Maria Grazia Schiavo (born 1975) (/it/) is an Italian classical soprano, particularly known for her performances of music from the baroque period.

==Life and career==
Born in 1975 in Naples, Schiavo was trained at the Conservatorio San Pietro a Majella. After graduating, she won the Accademia Nazionale di Santa Cecilia competition and the International Singing Competition of Clermont-Ferrand. She has appeared in concerts of baroque music with the Accademia Bizantina, Al Ayre Español, Auser Musici, Concerto Italiano, and Europa Galante.

Schiavo made her professional opera debut in the title role of Roberto De Simone's La Gatta Cenerentola. In 2007, she portrayed Poppea in Domenico Scarlatti's Ottavia restituita al trono with the Opera de San Sebastián and Idaspe in Antonio Vivaldi's Bajazet at La Fenice.

In March 2008, she repeated the role of Idaspe at the Salle Pleyel in Paris and at the Teatro Real in Madrid. In February 2008, she performed the role of Faustina in the first modern performance of Leonardo Leo's Alidoro with the Cappella della Pietà de' Turchini in Reggio Emilia.

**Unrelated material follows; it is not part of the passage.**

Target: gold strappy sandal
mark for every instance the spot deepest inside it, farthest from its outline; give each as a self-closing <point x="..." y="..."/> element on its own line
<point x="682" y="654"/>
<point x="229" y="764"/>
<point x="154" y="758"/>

In July 2008, she sang the roles of Sabina in Giovanni Battista Pergolesi's Adriano in Siria and Scarlatti's Poppea at the Festival de Beaune.

In 2011, she performed the roles of Anaï in Gioachino Rossini's Moïse et Pharaon at the Teatro dell'Opera di Roma, Berenice at the Théâtre des Champs-Élysées in Paris and the title heroine in Gaetano Donizetti's Lucia di Lammermoor at the Teatro Regio di Torino.